На его чёрно-красной глади, словно на экране кинотеатра, возникло изображение Юноши. Юноша стоял на площади, любуясь наряженной ёлкой, и изредка уворачивался от снежков, в которые играла детвора. Наконец один удачно пущенный снаряд сбил с него шапку. Шапку тут же подхватили и начали перебрасывать друг другу. Юноша улыбнулся и, к всеобщему удовольствию, начал гоняться за ней подобно молодому щенку. Он бегал и прыгал за своей летающей шапкой, и звонкий ребячий смех разлетался по переулкам серебряным колокольчиком почтовой лошади.
– Добудь мне его Душу. И Я отдам Тебе половину его Боли за первые сто лет.
Награда была неслыханно щедрой.
Малыш поймал шапку и бросил её через ёлку другому. Неожиданно для всех шапка описала крутую дугу и скрылась в темноте ближайшей подворотни. В темноту за ней никто не побежал. Юноша отряхнул полы пальто и направился вслед своему головному убору. Он почти достиг подворотни, когда линию, разделяющую тьму и свет, пересёк элегантный женский сапожок. И вместе со злополучной шапкой на свет появилась прекрасная юная леди. Глаза и волосы незнакомки вполне могли поспорить по насыщенности чёрного цвета с темнотой, из которой она так неожиданно возникла. Она протянула ему шапку и их взгляды встретились одновременно с касанием рук.

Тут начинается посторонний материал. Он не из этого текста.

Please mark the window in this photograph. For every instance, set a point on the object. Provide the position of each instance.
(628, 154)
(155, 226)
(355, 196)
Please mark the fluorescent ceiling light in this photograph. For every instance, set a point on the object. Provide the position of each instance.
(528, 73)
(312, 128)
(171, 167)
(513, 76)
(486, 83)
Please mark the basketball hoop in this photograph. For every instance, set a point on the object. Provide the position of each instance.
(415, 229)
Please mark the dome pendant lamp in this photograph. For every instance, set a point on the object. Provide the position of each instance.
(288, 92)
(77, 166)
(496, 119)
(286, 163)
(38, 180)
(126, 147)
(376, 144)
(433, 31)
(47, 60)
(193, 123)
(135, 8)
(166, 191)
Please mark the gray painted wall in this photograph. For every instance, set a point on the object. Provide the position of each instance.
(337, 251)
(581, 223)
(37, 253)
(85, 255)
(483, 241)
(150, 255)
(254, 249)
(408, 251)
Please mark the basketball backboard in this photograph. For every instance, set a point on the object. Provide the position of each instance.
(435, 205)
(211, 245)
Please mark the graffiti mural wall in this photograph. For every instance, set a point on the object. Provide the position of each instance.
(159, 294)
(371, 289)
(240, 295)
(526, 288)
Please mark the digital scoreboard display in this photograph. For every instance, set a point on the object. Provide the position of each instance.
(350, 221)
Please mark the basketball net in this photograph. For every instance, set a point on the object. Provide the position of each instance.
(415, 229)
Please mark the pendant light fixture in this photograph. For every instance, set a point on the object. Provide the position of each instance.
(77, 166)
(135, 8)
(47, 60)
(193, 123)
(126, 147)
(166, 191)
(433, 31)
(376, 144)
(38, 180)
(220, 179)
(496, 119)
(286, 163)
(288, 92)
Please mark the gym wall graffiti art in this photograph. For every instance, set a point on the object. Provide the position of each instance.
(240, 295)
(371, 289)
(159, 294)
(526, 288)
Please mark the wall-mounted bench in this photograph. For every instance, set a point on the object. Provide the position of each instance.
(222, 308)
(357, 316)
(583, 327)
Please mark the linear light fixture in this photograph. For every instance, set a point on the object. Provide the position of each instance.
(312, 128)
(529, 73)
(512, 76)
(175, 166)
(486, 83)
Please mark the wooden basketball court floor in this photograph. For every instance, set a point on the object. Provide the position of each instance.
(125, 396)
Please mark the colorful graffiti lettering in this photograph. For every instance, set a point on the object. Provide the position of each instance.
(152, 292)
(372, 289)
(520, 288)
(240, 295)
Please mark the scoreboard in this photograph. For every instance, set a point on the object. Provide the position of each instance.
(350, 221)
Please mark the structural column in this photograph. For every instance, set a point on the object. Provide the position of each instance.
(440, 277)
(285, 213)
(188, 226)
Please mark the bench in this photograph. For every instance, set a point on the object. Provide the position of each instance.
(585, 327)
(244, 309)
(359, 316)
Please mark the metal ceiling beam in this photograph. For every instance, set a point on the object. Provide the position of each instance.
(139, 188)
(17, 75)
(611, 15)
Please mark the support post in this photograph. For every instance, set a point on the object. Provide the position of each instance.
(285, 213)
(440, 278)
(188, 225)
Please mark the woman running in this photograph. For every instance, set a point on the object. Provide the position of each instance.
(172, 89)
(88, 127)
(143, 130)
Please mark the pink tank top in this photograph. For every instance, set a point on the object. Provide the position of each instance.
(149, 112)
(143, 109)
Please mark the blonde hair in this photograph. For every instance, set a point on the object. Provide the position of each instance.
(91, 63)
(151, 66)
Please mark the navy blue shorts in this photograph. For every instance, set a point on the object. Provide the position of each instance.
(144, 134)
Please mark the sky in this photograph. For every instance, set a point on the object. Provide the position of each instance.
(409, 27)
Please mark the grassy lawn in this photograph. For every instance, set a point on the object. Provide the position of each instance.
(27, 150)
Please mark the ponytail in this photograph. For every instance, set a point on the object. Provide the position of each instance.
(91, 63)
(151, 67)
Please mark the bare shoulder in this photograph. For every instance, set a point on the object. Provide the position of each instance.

Это было незабываемое Рождество. И ещё два дня и три ночи. Три восхитительных ночи – полных страсти и огня. На утро третьей он проснулся и не нашёл её рядом. Она стояла в проёме двери и утреннее солнце, заглянув в окно, просвечивало сквозь её платье, подчёркивая дивную красоту её фигуры.
– Я ухожу. Прощай! – сказала она спокойно, как будто говорила «здравствуй».
– Подожди! Неужели моя любовь ничего не значит для тебя?
– Любовь? А что такое любовь? – усмехнулась она. Нехорошо усмехнулась. – Я ведь не девушка – а Дьяволица. Для нас, Тёмных, Рождество – самый страшный праздник. Вот Я и решила – почему бы не провести его в постели с каким-нибудь миловидным юношей? Мне нужно было лишь твоё тело. Твоё сердце и душа мне ни к чему!
Она коснулась солнечного луча и исчезла.
Без неё Юноша прожил недолго. Он ушёл из жизни коротким выстрелом, без права на отпевание.
Но Добро милосерднее, чем церковь. Когда поджидавшие Тёмные бросились к Душе, на их пути встал Ангел. Тёмные замерли, как стая гончих, у которых отняли добычу. Глаза мерцали ненавистью, из пастей капала слюна.
– Слов не нужно, – вымолвил Ангел. – Я всё понимаю. Но прошу тебя – пойдём со мной!
В ответ Юноша лишь покачал головой.
– Неужели ты хочешь к ним? – Ангел крылом указал на Тёмных. – Посмотри в их глаза! Посмотри, как течёт их слюна! Зачем тебе такая участь? Это же навсегда!
– Нет! – ответил Юноша. – Это Рай навсегда! Они же рано или поздно будут стёрты. Надеюсь и моя Душа будет стёрта вместе с ними. А это то, что мне нужно. Я не готов существовать без неё. Где бы то ни было.
– Она же – Дьяволица!
– Для тебя – да! Но не для меня! Это уж мне решать. Спасибо! И прощай!
Печально смотрел Ангел как он шёл. Было видно, что ему очень страшно. Колени его дрожали. Ноги то и дело подгибались и не слушались его. Но напрасно ждал Ангел, что он повернёт обратно. И даже, когда они навалились на него всей сворой и поволокли вниз, ни один крик о помощи не вырвался из его уст.
Юноша висел растянутый на цепях. Было видно, что он страдает. Когда человек мучается, его лицо искажено болью. Его же лицо, напротив, приняло какое-то удивительно спокойное и умиротворённое выражение – как будто он наконец обрёл покой. Изредка по нему облачком пробегала тень боли, подобно волне по зеркалу пруда, а затем всё вновь успокаивалось. Его лицо напоминало именно поверхность пруда – одновременно спокойное и что-то скрывающее от посторонних глаз там – в глубине. Этот внутренний покой бесил и одновременно пугал мучающих его демонов. Они осязали, что причиняют ему боль, но этой болью нельзя было питаться. Она каким-то необъяснимым образом трансформировалась во что-то внутри него и утекала из их власти по невидимому лучу.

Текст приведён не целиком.